Depuis le commencement de cette scène, les trails d’Herman semblaient complètement métamorphosés ; sa physionomie, ordinairement si ingénue, avait une expression dure et sardonique, et ses mains, presque toujours crispées, témoignaient de la violence de ses ressentiments.

Anacharsis Boisseau était toujours près de la porte qu’il essayait d’ouvrir ; ne pouvant y réussir, il frappa de toutes ses forces et cria au secours !

Soit que les deux hôtes de cette maison isolée fussent assurés de la complicité du portier, soit qu’ils fussent certains qu’il ne pouvait pas entendre les cris d’Anacharsis, ils ne firent aucune attention à ses clameurs et continuèrent de lire.

— Ah ! voici qui me regarde, dit Pierre Herbin en arrivant au passage qui le concernait, tout y est jusqu’au signalement, on dirait un rapport du préfet de police.

— Monsieur, messieurs ! s’écria Boisseau, qui, voyant l’inutilité de ses tentatives pour sortir de ce guêpier, commençait à être sérieusement alarmé, au nom de la loi, je vous somme de m’ouvrir cette porte… je vous promets à ce prix de ne pas dire un mot de cette indigne violence !

Herman et Pierre Herbin se regardèrent en silence, après avoir lu la lettre.

— Avant tout, dit Pierre Herbin, en faisant un geste significatif et en désignant Boisseau qui était derrière lui, il faut d’abord nous débarrasser de celui-là.

— Monsieur ! messieurs ! s’écria Anacharsis… je proteste… je déclare… c’est une indignité… Je suis venu chez monsieur en toute confiance. M. le colonel de Surville a bien voulu user de ménagement. Voulez-vous l’en faire repentir ?

— Il n’y a pas à balancer, dit Herman sans paraître écouter Boisseau ; lui seul peut tout perdre, tout dévoiler.

— Et ces lettres à l’empereur, à la princesse de Montlaur ! dit Pierre Herbin.

— Nous le fouillerons après, dit froidement Herman.

— Comment après ? s’écria Anacharsis. Qu’est-ce que cela veut dire ? Ah çà, mais, que comptez-vous me faire avant ?

— Ce que nous comptons te faire, monsieur l’ambassadeur, dit Pierre Herbin en s’avançant lentement vers Boisseau d’un air farouche, nous comptons te mettre dans l’impossibilité de parler et de nous nuire, quoique nous ne soyons pas des misérables comme le prétend ton ami Surville.

— Malheureux ! voudriez-vous m’assassiner ? s’écria Boisseau en joignant les mains avec terreur.

Pierre Herbin et Herman échangèrent un regard d’intelligence.

— Vous n’oseriez pas commettre un crime si abominable, répéta Boisseau en pâlissant.

— C’est selon, dit Pierre Herbin, pendant qu’Herman semblait relire avec une attention dévorante la lettre du colonel, et profondément réfléchir à quelques passages.

— Où sont d’abord les autres lettres que ce muscadin de colonel t’a envoyées ? reprit Pierre Herbin.

— Vous pouvez me fouiller, je ne les ai pas ; elles sont restées chez le colonel… rue de la Victoire.

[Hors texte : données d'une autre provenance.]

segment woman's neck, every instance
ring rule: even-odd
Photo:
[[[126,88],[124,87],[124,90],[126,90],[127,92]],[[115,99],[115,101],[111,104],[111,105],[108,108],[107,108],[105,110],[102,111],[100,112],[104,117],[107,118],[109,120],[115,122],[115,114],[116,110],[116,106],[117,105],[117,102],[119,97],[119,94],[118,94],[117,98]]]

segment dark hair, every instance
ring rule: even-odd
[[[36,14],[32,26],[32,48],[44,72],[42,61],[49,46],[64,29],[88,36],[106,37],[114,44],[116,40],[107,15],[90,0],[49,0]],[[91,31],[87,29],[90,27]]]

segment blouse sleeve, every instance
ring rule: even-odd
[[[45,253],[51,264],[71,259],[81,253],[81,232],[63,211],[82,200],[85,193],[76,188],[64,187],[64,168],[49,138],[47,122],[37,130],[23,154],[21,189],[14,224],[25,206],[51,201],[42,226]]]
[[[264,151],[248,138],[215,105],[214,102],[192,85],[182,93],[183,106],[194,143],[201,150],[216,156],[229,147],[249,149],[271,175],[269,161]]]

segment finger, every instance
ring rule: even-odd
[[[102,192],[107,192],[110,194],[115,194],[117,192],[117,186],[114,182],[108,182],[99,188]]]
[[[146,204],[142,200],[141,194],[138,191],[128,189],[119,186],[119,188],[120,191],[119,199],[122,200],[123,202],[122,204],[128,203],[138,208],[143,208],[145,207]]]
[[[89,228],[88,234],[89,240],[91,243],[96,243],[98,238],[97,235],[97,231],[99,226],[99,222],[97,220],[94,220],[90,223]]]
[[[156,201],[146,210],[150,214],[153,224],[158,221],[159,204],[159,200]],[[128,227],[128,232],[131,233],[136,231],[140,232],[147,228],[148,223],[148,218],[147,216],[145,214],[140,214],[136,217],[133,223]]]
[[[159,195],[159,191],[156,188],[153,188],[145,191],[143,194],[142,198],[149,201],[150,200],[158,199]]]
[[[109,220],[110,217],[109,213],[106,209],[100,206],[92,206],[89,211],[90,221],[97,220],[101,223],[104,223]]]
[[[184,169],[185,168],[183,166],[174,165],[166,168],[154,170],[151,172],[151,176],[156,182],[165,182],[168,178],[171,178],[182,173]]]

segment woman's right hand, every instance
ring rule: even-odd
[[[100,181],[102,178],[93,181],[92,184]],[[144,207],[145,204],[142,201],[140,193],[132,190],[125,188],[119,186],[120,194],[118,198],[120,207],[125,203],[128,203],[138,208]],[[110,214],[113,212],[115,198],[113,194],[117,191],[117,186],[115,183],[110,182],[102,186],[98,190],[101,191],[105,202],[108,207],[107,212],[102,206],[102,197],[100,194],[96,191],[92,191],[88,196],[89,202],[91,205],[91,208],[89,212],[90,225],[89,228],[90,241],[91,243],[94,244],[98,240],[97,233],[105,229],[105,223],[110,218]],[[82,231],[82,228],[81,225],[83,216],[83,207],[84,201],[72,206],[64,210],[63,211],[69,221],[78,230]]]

— Ah ! elles sont restées rue de la Victoire… sans doute… sous la garde de ce Glapisson, que tu dois détacher à mes trousses pour m’espionner.

— Elles sont dans mon secrétaire, dont voici la clef.

Pierre Herbin s’approcha d’Herman, lui dit quelques mots à l’oreille. Celui-ci fit un signe d’approbation, mit sur une table du papier, de l’encre, une bougie, et se promena de long en large d’un air agité.

Pierre Herbin s’approcha de Boisseau, et, lui serrant le poignet comme dans un étau, il lui dit : — Assieds-toi à cette table et écris…

— Mais…

— Ah ! pas de mais… mille tonnerres, je ne les aime pas…

— Mais que dois-je écrire, encore ?

— Écris à ce Glapisson que tu lui envoies la clef de ton secrétaire, et de venir t’apporter ici lui-même les deux lettres que le colonel t’a adressées, l’une pour la princesse de Montlaur, l’autre pour l’empereur.

— Attirer ce brave homme dans un piège pareil… le faire assassiner peut-être, s’écria résolument Boisseau ? dussé-je périr mille fois, jamais ! jamais !

— Ah ! tu refuses, dit sourdement Pierre Herbin ; et il passa devant les yeux d’Anacharsis la lame aiguë du poignard d’Herman. Regarde bien ceci. Touche cette pointe… écris, ou tu es mort !

Sans avoir un grand courage, Anacharsis Boisseau était incapable de faire une infamie par lâcheté ; malgré sa terreur, il aurait tout bravé plutôt que de compromettre davantage les intérêts que le colonel lui avait confiés.

Heureusement l’ex-diplomate fut subitement éclairé par une idée lumineuse, par une réflexion pleine de bon sens.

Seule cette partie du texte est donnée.